Diana and the Government then entered into another Rule 11(c)(1)(C) plea, in which she again agreed to plead guilty to conspiracy. This agreement bound the district court to impose a sentence of “not more than the low end of the applicable Guideline range,” which would be determined by the district court. The parties agreed to an advisory Guideline range of 108 to 135 months, based on a 3-level departure for substantial assistance and acceptance of responsibility. The plea agreement contained a waiver of Diana’s right to appeal any sentence imposed pursuant to the language above. After the agreement was reached, the probation officer, on their own initiative, contacted the jail where the Toebbes had been detained and learned that Diana had tried to send Jonathan a pair of letters making “attempts to induce her husband to . . . provide statements to authorities affirming her ignorance of his criminal scheme.”
At sentencing, the district court denied the Government’s motion for substantial assistance, assessed a two-level enhancement based on the letters, and declined to award a reduction for acceptance of responsibility, producing an advisory Guideline range of 262 to 327 months. Diana argued for a variance sentence “in the range of 3 to 4.9 years,” arguing that Jonathan “was the principal actor” who came “up with the idea to do this” and that a 262-month sentence would be an unwarranted disparity compared to other espionage cases. The Government argued for a three-year sentence, arguing that it was “universally accepted” that the “person with the access . . . should be punished more severely than someone who might have helped in some way.” It urged the district court to not give excess weight to the letters and reiterated the assistance that Diana had given, which was considered “significant” by both the FBI and the Navy. The district court imposed a sentence of 262 months, noting that this offense was “one of the most serious it had ever seen” and concluding that far from being a minor participant “it was most probably Mrs. Toebbe that was driving the bus.” The district court sentenced Jonathan to 232 months.

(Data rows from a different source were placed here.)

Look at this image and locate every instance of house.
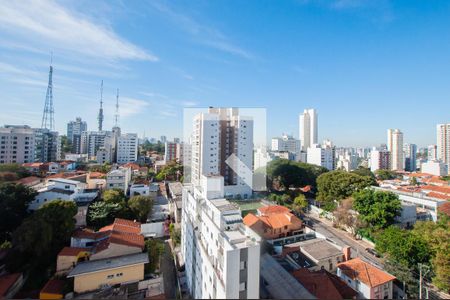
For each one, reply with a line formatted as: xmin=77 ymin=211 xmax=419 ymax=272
xmin=337 ymin=257 xmax=396 ymax=299
xmin=130 ymin=184 xmax=150 ymax=197
xmin=70 ymin=218 xmax=144 ymax=260
xmin=39 ymin=279 xmax=65 ymax=299
xmin=291 ymin=268 xmax=358 ymax=300
xmin=86 ymin=172 xmax=106 ymax=190
xmin=22 ymin=162 xmax=43 ymax=174
xmin=106 ymin=167 xmax=131 ymax=194
xmin=56 ymin=247 xmax=90 ymax=274
xmin=16 ymin=176 xmax=41 ymax=187
xmin=283 ymin=238 xmax=349 ymax=272
xmin=0 ymin=273 xmax=24 ymax=299
xmin=67 ymin=253 xmax=148 ymax=293
xmin=28 ymin=178 xmax=98 ymax=210
xmin=243 ymin=205 xmax=303 ymax=241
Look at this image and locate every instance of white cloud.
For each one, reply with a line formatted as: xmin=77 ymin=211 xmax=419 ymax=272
xmin=149 ymin=1 xmax=251 ymax=59
xmin=0 ymin=0 xmax=158 ymax=61
xmin=116 ymin=97 xmax=149 ymax=118
xmin=181 ymin=101 xmax=199 ymax=107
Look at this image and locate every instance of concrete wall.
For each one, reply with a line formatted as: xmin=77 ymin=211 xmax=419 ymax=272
xmin=74 ymin=264 xmax=144 ymax=293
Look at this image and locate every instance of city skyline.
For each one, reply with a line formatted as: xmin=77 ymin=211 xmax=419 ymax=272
xmin=0 ymin=0 xmax=450 ymax=147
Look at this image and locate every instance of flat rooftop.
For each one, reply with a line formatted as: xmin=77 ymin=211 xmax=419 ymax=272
xmin=67 ymin=253 xmax=148 ymax=278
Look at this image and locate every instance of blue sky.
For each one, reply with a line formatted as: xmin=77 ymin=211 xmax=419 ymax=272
xmin=0 ymin=0 xmax=450 ymax=146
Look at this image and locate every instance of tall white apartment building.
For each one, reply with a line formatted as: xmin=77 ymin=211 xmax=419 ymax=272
xmin=67 ymin=117 xmax=87 ymax=142
xmin=80 ymin=131 xmax=115 ymax=159
xmin=181 ymin=108 xmax=260 ymax=299
xmin=181 ymin=175 xmax=261 ymax=299
xmin=272 ymin=134 xmax=301 ymax=159
xmin=164 ymin=142 xmax=180 ymax=163
xmin=427 ymin=145 xmax=437 ymax=161
xmin=336 ymin=152 xmax=358 ymax=172
xmin=387 ymin=129 xmax=405 ymax=171
xmin=299 ymin=109 xmax=319 ymax=151
xmin=436 ymin=123 xmax=450 ymax=164
xmin=306 ymin=140 xmax=335 ymax=170
xmin=191 ymin=108 xmax=253 ymax=198
xmin=253 ymin=148 xmax=275 ymax=171
xmin=403 ymin=143 xmax=417 ymax=172
xmin=117 ymin=133 xmax=138 ymax=164
xmin=370 ymin=148 xmax=391 ymax=172
xmin=0 ymin=125 xmax=35 ymax=164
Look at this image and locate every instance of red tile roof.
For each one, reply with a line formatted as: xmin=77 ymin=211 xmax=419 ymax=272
xmin=41 ymin=279 xmax=64 ymax=294
xmin=258 ymin=205 xmax=290 ymax=215
xmin=0 ymin=273 xmax=22 ymax=298
xmin=292 ymin=268 xmax=358 ymax=300
xmin=338 ymin=257 xmax=396 ymax=287
xmin=58 ymin=247 xmax=89 ymax=256
xmin=16 ymin=176 xmax=41 ymax=185
xmin=438 ymin=202 xmax=450 ymax=217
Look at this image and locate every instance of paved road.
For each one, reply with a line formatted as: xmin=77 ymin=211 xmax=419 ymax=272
xmin=161 ymin=241 xmax=177 ymax=299
xmin=307 ymin=214 xmax=383 ymax=268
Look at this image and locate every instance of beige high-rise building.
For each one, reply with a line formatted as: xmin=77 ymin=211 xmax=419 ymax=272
xmin=299 ymin=109 xmax=318 ymax=151
xmin=436 ymin=123 xmax=450 ymax=164
xmin=387 ymin=129 xmax=405 ymax=171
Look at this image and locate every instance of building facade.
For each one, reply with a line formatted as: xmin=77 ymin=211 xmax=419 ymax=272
xmin=387 ymin=129 xmax=405 ymax=171
xmin=0 ymin=125 xmax=36 ymax=164
xmin=191 ymin=108 xmax=253 ymax=198
xmin=181 ymin=175 xmax=260 ymax=299
xmin=299 ymin=109 xmax=319 ymax=151
xmin=67 ymin=117 xmax=87 ymax=143
xmin=403 ymin=143 xmax=417 ymax=172
xmin=436 ymin=123 xmax=450 ymax=164
xmin=117 ymin=133 xmax=138 ymax=164
xmin=272 ymin=134 xmax=301 ymax=160
xmin=306 ymin=141 xmax=336 ymax=170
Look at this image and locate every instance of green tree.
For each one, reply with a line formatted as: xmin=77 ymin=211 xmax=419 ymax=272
xmin=0 ymin=183 xmax=37 ymax=243
xmin=375 ymin=169 xmax=397 ymax=180
xmin=86 ymin=201 xmax=124 ymax=229
xmin=128 ymin=196 xmax=153 ymax=222
xmin=268 ymin=159 xmax=328 ymax=190
xmin=145 ymin=239 xmax=164 ymax=273
xmin=36 ymin=199 xmax=78 ymax=252
xmin=353 ymin=189 xmax=402 ymax=230
xmin=292 ymin=194 xmax=309 ymax=213
xmin=102 ymin=189 xmax=126 ymax=204
xmin=317 ymin=171 xmax=375 ymax=210
xmin=412 ymin=214 xmax=450 ymax=292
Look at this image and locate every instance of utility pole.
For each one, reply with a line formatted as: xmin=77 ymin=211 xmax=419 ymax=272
xmin=418 ymin=264 xmax=430 ymax=299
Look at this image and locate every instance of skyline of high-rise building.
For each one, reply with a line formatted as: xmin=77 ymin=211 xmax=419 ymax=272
xmin=387 ymin=129 xmax=405 ymax=171
xmin=436 ymin=123 xmax=450 ymax=164
xmin=299 ymin=109 xmax=319 ymax=151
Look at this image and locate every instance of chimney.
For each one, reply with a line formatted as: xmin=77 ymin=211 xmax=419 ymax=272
xmin=342 ymin=246 xmax=352 ymax=261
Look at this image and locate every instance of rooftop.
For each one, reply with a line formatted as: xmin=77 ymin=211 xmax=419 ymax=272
xmin=41 ymin=279 xmax=65 ymax=294
xmin=287 ymin=238 xmax=343 ymax=260
xmin=292 ymin=269 xmax=358 ymax=299
xmin=67 ymin=253 xmax=148 ymax=278
xmin=338 ymin=257 xmax=395 ymax=287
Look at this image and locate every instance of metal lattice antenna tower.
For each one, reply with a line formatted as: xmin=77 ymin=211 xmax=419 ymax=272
xmin=114 ymin=89 xmax=119 ymax=127
xmin=97 ymin=80 xmax=103 ymax=131
xmin=41 ymin=52 xmax=55 ymax=130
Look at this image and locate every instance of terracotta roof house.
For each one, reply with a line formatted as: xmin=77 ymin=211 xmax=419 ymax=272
xmin=243 ymin=205 xmax=303 ymax=240
xmin=39 ymin=279 xmax=65 ymax=299
xmin=56 ymin=247 xmax=91 ymax=275
xmin=291 ymin=268 xmax=358 ymax=300
xmin=0 ymin=273 xmax=23 ymax=299
xmin=337 ymin=257 xmax=396 ymax=299
xmin=71 ymin=218 xmax=144 ymax=260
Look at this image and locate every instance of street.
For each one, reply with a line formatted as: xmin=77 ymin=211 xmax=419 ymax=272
xmin=306 ymin=213 xmax=383 ymax=268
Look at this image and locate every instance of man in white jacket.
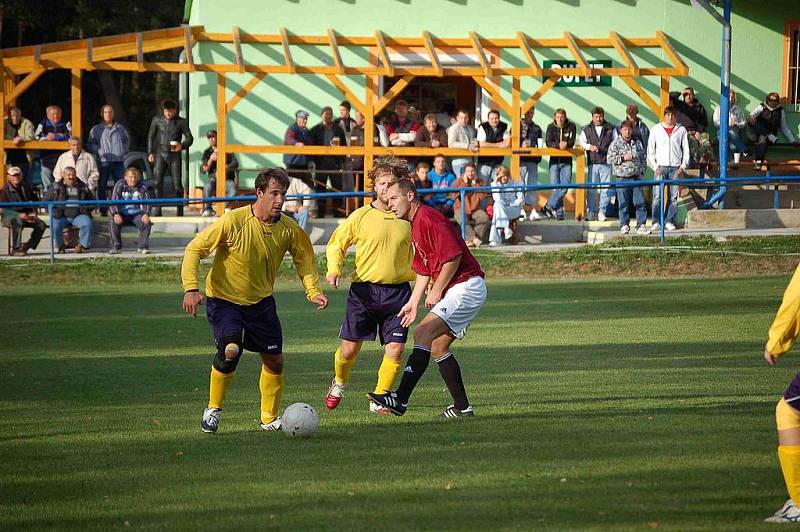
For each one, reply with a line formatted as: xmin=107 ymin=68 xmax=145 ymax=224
xmin=647 ymin=106 xmax=689 ymax=231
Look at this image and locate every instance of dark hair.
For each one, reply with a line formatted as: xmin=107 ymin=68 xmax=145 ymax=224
xmin=255 ymin=168 xmax=289 ymax=192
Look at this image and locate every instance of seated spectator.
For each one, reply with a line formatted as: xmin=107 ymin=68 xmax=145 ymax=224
xmin=87 ymin=105 xmax=130 ymax=216
xmin=53 ymin=137 xmax=100 ymax=193
xmin=428 ymin=153 xmax=456 ymax=218
xmin=489 ymin=166 xmax=525 ymax=246
xmin=4 ymin=107 xmax=34 ymax=186
xmin=283 ymin=177 xmax=317 ymax=233
xmin=200 ymin=129 xmax=239 ymax=216
xmin=34 ymin=105 xmax=72 ymax=192
xmin=453 ymin=163 xmax=491 ymax=248
xmin=47 ymin=166 xmax=94 ymax=253
xmin=108 ymin=166 xmax=153 ymax=255
xmin=0 ymin=166 xmax=47 ymax=257
xmin=747 ymin=92 xmax=800 ymax=170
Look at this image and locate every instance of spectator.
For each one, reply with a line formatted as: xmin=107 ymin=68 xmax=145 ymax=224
xmin=53 ymin=137 xmax=100 ymax=193
xmin=200 ymin=129 xmax=239 ymax=216
xmin=428 ymin=153 xmax=456 ymax=218
xmin=747 ymin=92 xmax=800 ymax=170
xmin=283 ymin=109 xmax=314 ymax=183
xmin=519 ymin=107 xmax=544 ymax=220
xmin=539 ymin=109 xmax=576 ymax=220
xmin=35 ymin=105 xmax=72 ymax=192
xmin=580 ymin=107 xmax=614 ymax=222
xmin=86 ymin=105 xmax=130 ymax=216
xmin=147 ymin=98 xmax=194 ymax=216
xmin=311 ymin=106 xmax=347 ymax=218
xmin=489 ymin=166 xmax=525 ymax=246
xmin=714 ymin=91 xmax=747 ymax=162
xmin=3 ymin=107 xmax=34 ymax=186
xmin=647 ymin=106 xmax=690 ymax=231
xmin=453 ymin=163 xmax=491 ymax=248
xmin=283 ymin=176 xmax=317 ymax=233
xmin=447 ymin=109 xmax=478 ymax=177
xmin=108 ymin=166 xmax=153 ymax=255
xmin=477 ymin=109 xmax=511 ymax=183
xmin=47 ymin=166 xmax=94 ymax=253
xmin=0 ymin=166 xmax=47 ymax=257
xmin=608 ymin=120 xmax=649 ymax=235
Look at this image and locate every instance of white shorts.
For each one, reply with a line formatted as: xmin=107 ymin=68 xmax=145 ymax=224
xmin=431 ymin=276 xmax=486 ymax=340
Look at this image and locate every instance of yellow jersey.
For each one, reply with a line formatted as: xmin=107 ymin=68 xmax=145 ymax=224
xmin=325 ymin=203 xmax=416 ymax=284
xmin=181 ymin=205 xmax=322 ymax=305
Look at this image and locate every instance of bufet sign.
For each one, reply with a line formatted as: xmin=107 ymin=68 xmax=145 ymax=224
xmin=543 ymin=59 xmax=611 ymax=87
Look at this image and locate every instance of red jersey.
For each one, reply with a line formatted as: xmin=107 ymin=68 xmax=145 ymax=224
xmin=411 ymin=205 xmax=485 ymax=293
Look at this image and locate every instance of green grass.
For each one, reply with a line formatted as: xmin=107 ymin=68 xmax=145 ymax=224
xmin=0 ymin=272 xmax=794 ymax=531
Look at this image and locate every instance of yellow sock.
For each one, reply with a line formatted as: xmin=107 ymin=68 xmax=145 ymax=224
xmin=778 ymin=445 xmax=800 ymax=503
xmin=258 ymin=364 xmax=283 ymax=424
xmin=375 ymin=355 xmax=402 ymax=393
xmin=208 ymin=366 xmax=236 ymax=408
xmin=333 ymin=348 xmax=356 ymax=385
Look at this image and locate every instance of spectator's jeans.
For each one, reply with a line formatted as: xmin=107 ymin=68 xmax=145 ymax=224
xmin=97 ymin=161 xmax=125 ymax=216
xmin=653 ymin=166 xmax=678 ymax=224
xmin=586 ymin=164 xmax=612 ymax=219
xmin=53 ymin=214 xmax=92 ymax=249
xmin=547 ymin=162 xmax=572 ymax=216
xmin=108 ymin=213 xmax=153 ymax=249
xmin=203 ymin=177 xmax=236 ymax=211
xmin=617 ymin=177 xmax=647 ymax=227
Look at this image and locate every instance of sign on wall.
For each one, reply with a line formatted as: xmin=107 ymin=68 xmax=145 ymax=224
xmin=544 ymin=59 xmax=611 ymax=87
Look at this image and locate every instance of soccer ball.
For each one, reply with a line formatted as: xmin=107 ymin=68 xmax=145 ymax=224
xmin=281 ymin=403 xmax=319 ymax=438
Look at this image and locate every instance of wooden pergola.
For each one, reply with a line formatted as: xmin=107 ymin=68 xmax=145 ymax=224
xmin=0 ymin=26 xmax=689 ymax=218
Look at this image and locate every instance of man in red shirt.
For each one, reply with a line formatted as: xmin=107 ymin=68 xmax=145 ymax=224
xmin=368 ymin=179 xmax=486 ymax=418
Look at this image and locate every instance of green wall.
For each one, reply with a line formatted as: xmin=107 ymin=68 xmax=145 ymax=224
xmin=189 ymin=0 xmax=800 ymax=188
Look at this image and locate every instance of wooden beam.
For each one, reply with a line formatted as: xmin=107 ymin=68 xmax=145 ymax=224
xmin=422 ymin=31 xmax=444 ymax=77
xmin=517 ymin=31 xmax=542 ymax=77
xmin=375 ymin=30 xmax=394 ymax=78
xmin=278 ymin=26 xmax=297 ymax=74
xmin=608 ymin=31 xmax=639 ymax=78
xmin=225 ymin=72 xmax=267 ymax=114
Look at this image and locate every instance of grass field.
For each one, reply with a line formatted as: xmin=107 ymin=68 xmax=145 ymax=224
xmin=0 ymin=276 xmax=796 ymax=531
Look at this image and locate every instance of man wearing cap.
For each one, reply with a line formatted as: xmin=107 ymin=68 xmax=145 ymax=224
xmin=0 ymin=166 xmax=47 ymax=257
xmin=200 ymin=129 xmax=239 ymax=216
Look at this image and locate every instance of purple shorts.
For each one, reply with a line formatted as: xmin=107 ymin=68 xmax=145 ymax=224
xmin=206 ymin=296 xmax=283 ymax=355
xmin=339 ymin=283 xmax=411 ymax=345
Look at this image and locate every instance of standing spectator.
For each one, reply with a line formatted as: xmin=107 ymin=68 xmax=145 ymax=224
xmin=3 ymin=107 xmax=34 ymax=186
xmin=489 ymin=166 xmax=525 ymax=246
xmin=747 ymin=92 xmax=800 ymax=170
xmin=200 ymin=129 xmax=239 ymax=216
xmin=453 ymin=163 xmax=492 ymax=248
xmin=608 ymin=120 xmax=649 ymax=235
xmin=519 ymin=107 xmax=544 ymax=220
xmin=447 ymin=109 xmax=478 ymax=177
xmin=647 ymin=106 xmax=689 ymax=231
xmin=147 ymin=98 xmax=194 ymax=216
xmin=0 ymin=166 xmax=47 ymax=257
xmin=539 ymin=109 xmax=576 ymax=220
xmin=53 ymin=137 xmax=100 ymax=193
xmin=35 ymin=105 xmax=72 ymax=192
xmin=580 ymin=107 xmax=614 ymax=222
xmin=714 ymin=91 xmax=747 ymax=163
xmin=108 ymin=166 xmax=153 ymax=255
xmin=311 ymin=106 xmax=347 ymax=218
xmin=86 ymin=105 xmax=130 ymax=216
xmin=47 ymin=166 xmax=94 ymax=253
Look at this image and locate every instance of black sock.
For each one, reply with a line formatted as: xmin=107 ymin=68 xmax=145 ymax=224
xmin=436 ymin=353 xmax=469 ymax=410
xmin=397 ymin=345 xmax=431 ymax=403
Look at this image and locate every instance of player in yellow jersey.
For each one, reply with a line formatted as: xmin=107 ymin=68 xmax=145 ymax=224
xmin=325 ymin=157 xmax=415 ymax=414
xmin=181 ymin=168 xmax=328 ymax=432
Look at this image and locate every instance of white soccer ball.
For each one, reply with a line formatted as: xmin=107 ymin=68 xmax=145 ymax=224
xmin=281 ymin=403 xmax=319 ymax=438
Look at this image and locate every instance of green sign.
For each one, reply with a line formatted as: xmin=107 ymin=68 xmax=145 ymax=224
xmin=544 ymin=59 xmax=611 ymax=87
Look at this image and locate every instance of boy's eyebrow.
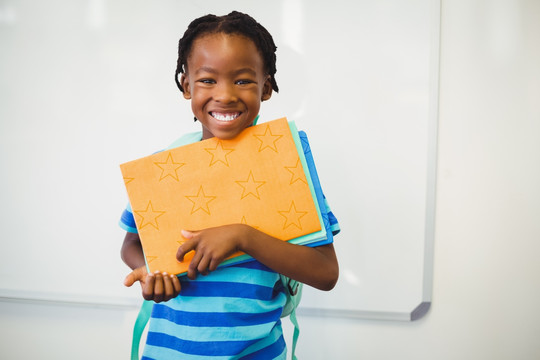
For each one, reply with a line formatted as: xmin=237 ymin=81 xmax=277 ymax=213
xmin=195 ymin=66 xmax=257 ymax=76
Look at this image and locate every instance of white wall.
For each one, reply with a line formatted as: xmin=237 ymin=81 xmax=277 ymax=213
xmin=0 ymin=0 xmax=540 ymax=360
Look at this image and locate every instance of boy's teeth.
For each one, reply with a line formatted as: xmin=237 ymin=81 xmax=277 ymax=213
xmin=212 ymin=112 xmax=239 ymax=121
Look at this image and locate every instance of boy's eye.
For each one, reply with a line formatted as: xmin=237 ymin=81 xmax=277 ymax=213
xmin=235 ymin=79 xmax=253 ymax=85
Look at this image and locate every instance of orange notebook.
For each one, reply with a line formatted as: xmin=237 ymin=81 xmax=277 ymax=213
xmin=120 ymin=118 xmax=321 ymax=274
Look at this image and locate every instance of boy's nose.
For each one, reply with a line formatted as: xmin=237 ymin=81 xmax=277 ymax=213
xmin=214 ymin=83 xmax=238 ymax=103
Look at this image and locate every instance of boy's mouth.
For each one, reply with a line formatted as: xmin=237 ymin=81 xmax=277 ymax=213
xmin=210 ymin=111 xmax=241 ymax=121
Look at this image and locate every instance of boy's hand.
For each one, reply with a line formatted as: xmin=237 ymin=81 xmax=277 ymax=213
xmin=124 ymin=266 xmax=181 ymax=303
xmin=176 ymin=224 xmax=249 ymax=280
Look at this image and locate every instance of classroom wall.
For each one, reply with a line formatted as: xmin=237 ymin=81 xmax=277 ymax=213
xmin=0 ymin=0 xmax=540 ymax=360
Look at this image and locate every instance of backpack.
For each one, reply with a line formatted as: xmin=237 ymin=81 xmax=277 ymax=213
xmin=131 ymin=274 xmax=303 ymax=360
xmin=279 ymin=274 xmax=304 ymax=360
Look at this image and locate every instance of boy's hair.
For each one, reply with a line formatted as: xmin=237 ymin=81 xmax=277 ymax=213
xmin=174 ymin=11 xmax=279 ymax=92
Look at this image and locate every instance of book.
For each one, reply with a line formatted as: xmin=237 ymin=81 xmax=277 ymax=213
xmin=120 ymin=118 xmax=328 ymax=275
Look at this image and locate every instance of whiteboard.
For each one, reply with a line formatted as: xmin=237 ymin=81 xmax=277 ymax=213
xmin=0 ymin=0 xmax=440 ymax=320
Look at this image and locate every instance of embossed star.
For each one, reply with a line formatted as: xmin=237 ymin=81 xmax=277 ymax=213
xmin=278 ymin=201 xmax=307 ymax=230
xmin=154 ymin=153 xmax=186 ymax=181
xmin=186 ymin=186 xmax=216 ymax=215
xmin=253 ymin=125 xmax=283 ymax=152
xmin=285 ymin=159 xmax=307 ymax=185
xmin=133 ymin=201 xmax=165 ymax=230
xmin=236 ymin=171 xmax=266 ymax=200
xmin=204 ymin=141 xmax=234 ymax=166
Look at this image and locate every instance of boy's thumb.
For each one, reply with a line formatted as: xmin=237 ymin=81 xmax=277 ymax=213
xmin=124 ymin=270 xmax=137 ymax=287
xmin=181 ymin=230 xmax=193 ymax=240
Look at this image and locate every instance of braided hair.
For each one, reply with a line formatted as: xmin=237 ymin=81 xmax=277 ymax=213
xmin=174 ymin=11 xmax=279 ymax=92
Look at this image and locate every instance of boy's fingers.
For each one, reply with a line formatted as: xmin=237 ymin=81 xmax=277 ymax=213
xmin=124 ymin=268 xmax=142 ymax=287
xmin=154 ymin=271 xmax=165 ymax=303
xmin=124 ymin=271 xmax=136 ymax=287
xmin=171 ymin=275 xmax=182 ymax=297
xmin=176 ymin=240 xmax=197 ymax=262
xmin=188 ymin=251 xmax=202 ymax=280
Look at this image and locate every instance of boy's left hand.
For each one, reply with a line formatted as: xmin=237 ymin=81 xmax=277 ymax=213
xmin=176 ymin=224 xmax=247 ymax=279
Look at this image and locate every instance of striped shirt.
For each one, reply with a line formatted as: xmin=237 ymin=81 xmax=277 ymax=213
xmin=120 ymin=129 xmax=339 ymax=360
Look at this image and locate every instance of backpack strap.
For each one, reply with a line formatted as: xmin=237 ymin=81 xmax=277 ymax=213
xmin=280 ymin=274 xmax=303 ymax=360
xmin=131 ymin=300 xmax=154 ymax=360
xmin=289 ymin=308 xmax=300 ymax=360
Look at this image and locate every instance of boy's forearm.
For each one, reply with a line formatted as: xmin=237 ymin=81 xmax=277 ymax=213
xmin=241 ymin=227 xmax=339 ymax=290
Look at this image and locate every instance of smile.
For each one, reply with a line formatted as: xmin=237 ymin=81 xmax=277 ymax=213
xmin=210 ymin=111 xmax=240 ymax=121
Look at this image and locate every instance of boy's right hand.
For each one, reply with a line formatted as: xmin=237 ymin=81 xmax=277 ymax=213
xmin=124 ymin=266 xmax=181 ymax=303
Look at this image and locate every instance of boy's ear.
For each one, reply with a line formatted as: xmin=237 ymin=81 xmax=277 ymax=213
xmin=261 ymin=76 xmax=272 ymax=101
xmin=180 ymin=74 xmax=191 ymax=100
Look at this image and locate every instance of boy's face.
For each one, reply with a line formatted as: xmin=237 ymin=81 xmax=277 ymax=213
xmin=181 ymin=33 xmax=272 ymax=139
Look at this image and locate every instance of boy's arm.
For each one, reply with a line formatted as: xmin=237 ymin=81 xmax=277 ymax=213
xmin=121 ymin=232 xmax=180 ymax=303
xmin=177 ymin=224 xmax=339 ymax=290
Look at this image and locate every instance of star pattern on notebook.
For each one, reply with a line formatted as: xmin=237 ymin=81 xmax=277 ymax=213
xmin=285 ymin=159 xmax=307 ymax=185
xmin=186 ymin=185 xmax=216 ymax=215
xmin=204 ymin=141 xmax=234 ymax=166
xmin=134 ymin=201 xmax=165 ymax=230
xmin=253 ymin=125 xmax=283 ymax=152
xmin=236 ymin=171 xmax=266 ymax=200
xmin=278 ymin=201 xmax=308 ymax=230
xmin=154 ymin=153 xmax=186 ymax=181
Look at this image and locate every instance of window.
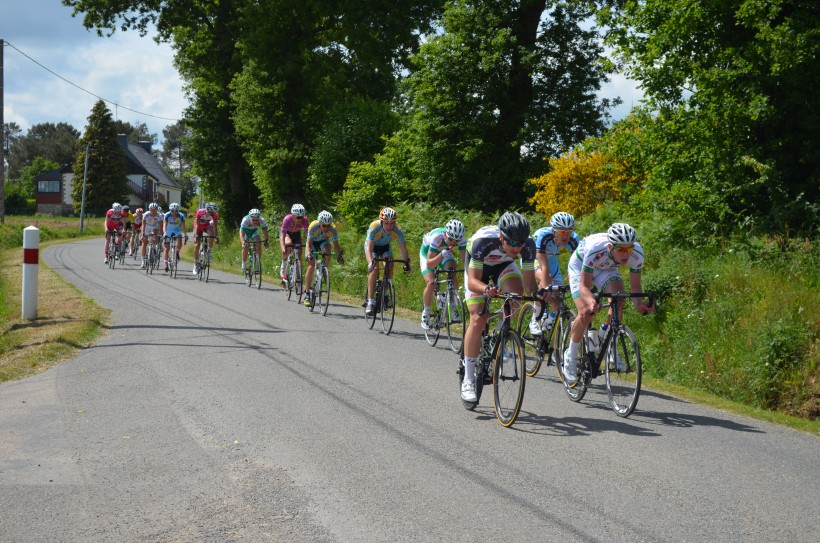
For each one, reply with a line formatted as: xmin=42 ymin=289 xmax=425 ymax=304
xmin=37 ymin=181 xmax=60 ymax=192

On appeal, the Fourth Circuit granted the Government’s motion to dismiss the appeal without reaching the merits of any of Diana’s arguments. She argued that the district court’s rejections of the parties’ position as to a departure and acceptance, and the Government’s ultimate support for a three-year sentence, resulted in a sentence she could not have anticipated at the time the plea agreement was signed. The Government argued that the language of the plea agreement covered the arguments Diana sought to make. The court agreed, ultimately concluding that the sentence was at the bottom of the Guideline range found to apply by the district court, who the plea agreement recognized had the ultimate authority on such calculations.